Wisconsin has a Black incarceration rate that is the highest in the nation and twice as high as the national average, according to a new report.
Last week, The Sentencing Project, a Washington, D.C.-based research organization that advocates for the reduction of incarceration in the U.S., released the report, which also revealed that one in 36 African American adults in the state are currently in prison. By comparison, the study also says that nationwide, one in 81 Black adults per 100,000 is serving time in a state prison.
Despite Black people making up only 6 percent of the state’s population, they make up 42 percent of Wisconsin’s prison population and are incarcerated at 12 times the rate of white people, the report finds.
Additionally, Latino individuals are jailed at more than twice the rate of white people in Wisconsin, which is also more than the national average of 1.3 Latino people for every white person.
Clarence Nicholas, president of Milwaukee’s NAACP chapter says the numbers reflect centuries of systemic racism which has created disadvantages in housing, education, employment and more.

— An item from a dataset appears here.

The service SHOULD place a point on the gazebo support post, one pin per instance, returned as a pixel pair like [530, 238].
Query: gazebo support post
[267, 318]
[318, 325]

He also said he was “disheartened but not surprised,” by the report’s findings, according to the Milwaukee Journal-Sentinel.
“The statistics aren’t surprising, but they continue to be deeply troubling,” Adam Plotkin, a legislative liaison for the State Public Defender Office, told the newspaper “We’ve known that Wisconsin is a leader in racial disparities within the criminal justice system for at least 20 years now.”
The report finds that twelve states have prison populations that are more than half Black, including Alabama, Delaware, Georgia, Illinois, Louisiana, Maryland, Michigan, Mississippi, New Jersey, North Carolina, South Carolina, and Virginia.